Methods: Eligible patients with HGSC who received neoadjuvant chemotherapy and were scheduled for interval tumor reductive surgery (iTRS) were consented prior to their surgery. An Orbitrap Exploris 240 equipped with a MasSpec Pen source was placed on a cart and rolled into an operating room ~5 m away from the operating table. In vivo measurements were performed by surgeons and ex vivo measurements were made by research personnel. Analysis sites were marked with surgical ink for pathological analysis.
Results: We established a rigorous clinical study to translate the technology and test feasibility of the MasSpec Pen for real-time disease state assessment during ovarian cancer surgeries.

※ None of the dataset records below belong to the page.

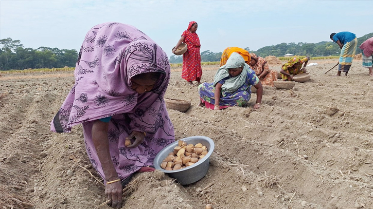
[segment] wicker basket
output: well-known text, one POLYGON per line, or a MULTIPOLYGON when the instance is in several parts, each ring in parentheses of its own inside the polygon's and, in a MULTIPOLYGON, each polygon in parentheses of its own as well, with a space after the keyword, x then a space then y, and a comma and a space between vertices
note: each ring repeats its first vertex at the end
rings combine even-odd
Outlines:
POLYGON ((281 73, 277 72, 277 79, 282 79, 282 77, 281 76, 281 73))
POLYGON ((165 98, 166 107, 167 108, 184 112, 190 107, 191 103, 189 101, 177 100, 176 99, 165 98))
POLYGON ((292 81, 274 81, 273 85, 276 88, 279 89, 289 89, 294 87, 295 85, 295 82, 292 81))
MULTIPOLYGON (((173 49, 174 48, 174 47, 172 48, 172 51, 173 51, 173 49)), ((188 50, 188 45, 187 45, 187 44, 185 43, 183 43, 180 44, 180 46, 177 47, 177 49, 176 49, 176 51, 175 51, 175 53, 174 53, 174 54, 175 55, 182 55, 183 53, 185 53, 187 50, 188 50)))
POLYGON ((293 77, 293 80, 296 82, 303 83, 305 82, 311 78, 311 74, 308 72, 305 73, 298 74, 293 77))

Prior to analyses, sterilized MasSpec Pen devices were provided to the surgeon (in the sterile field) by the scrub nurse and connected to the Exploris 240 using 4.5m of PTFE tubing. Several tissue sites were analyzed intraoperatively at the discretion of the operating surgeon and depending on the presence of metastatic cancers including ovarian, uterus, peritoneum, mesentery bowel, and omentum tissues. In vivo measurements were performed by the operating surgeons. Immediately after performing 3 consecutive in vivo measurements, the site that was analyzed in vivo was marked with a surgical pen or stitched prior to excision. After the surgeon removed the analyzed tissue, the same site that was analyzed in vivo was analyzed ex vivo. Following ex vivo analysis, the evaluated site was marked with permanent ink to indicate to the pathology team where the MasSpec Pen was used for pathological evaluation of each analysis site.

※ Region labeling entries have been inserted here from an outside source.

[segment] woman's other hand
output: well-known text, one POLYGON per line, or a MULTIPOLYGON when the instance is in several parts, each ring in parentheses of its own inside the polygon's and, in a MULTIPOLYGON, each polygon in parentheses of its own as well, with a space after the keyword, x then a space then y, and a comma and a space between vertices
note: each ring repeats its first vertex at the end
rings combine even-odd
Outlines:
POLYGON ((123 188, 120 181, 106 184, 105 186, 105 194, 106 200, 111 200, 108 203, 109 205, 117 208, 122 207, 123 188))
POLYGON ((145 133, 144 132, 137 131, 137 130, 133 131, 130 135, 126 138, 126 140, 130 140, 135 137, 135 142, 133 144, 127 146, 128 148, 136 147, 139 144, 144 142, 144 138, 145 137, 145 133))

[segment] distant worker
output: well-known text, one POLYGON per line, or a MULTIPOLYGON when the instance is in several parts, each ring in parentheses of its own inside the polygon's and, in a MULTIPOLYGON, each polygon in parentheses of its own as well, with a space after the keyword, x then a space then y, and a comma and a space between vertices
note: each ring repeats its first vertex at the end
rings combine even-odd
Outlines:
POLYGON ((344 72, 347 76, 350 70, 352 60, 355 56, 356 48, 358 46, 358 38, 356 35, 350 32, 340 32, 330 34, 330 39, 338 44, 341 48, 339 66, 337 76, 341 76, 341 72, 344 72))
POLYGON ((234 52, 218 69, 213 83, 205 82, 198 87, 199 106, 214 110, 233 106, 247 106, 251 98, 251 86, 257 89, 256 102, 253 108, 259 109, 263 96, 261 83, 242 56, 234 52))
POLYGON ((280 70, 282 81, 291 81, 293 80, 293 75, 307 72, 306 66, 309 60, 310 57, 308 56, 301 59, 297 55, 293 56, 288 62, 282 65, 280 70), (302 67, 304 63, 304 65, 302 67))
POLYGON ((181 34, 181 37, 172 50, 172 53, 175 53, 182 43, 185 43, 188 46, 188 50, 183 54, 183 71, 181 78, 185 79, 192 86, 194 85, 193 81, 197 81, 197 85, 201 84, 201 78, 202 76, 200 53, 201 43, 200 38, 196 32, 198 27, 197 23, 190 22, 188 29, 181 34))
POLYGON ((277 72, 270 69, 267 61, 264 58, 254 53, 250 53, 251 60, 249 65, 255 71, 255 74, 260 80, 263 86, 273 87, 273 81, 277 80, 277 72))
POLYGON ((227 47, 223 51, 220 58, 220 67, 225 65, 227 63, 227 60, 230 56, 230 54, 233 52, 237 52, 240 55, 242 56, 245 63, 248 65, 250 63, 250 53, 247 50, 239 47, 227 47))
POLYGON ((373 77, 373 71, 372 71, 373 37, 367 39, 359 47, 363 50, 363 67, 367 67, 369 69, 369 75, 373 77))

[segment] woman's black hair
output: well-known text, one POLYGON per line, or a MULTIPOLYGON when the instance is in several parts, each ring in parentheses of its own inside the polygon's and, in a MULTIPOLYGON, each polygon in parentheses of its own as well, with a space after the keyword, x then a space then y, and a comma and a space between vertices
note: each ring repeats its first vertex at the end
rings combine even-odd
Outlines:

Conclusion: Thus far, we have deployed the MasSpec Pen and collected intraoperative mass spectra of ovarian tissues in vivo and ex vivo during 16 ovarian cancer surgeries This is the first report of the MasSpec Pen for clinical use during ovarian cancer surgeries. We are currently assessing the correlation between mass spectra collected during surgery and final pathological assessment.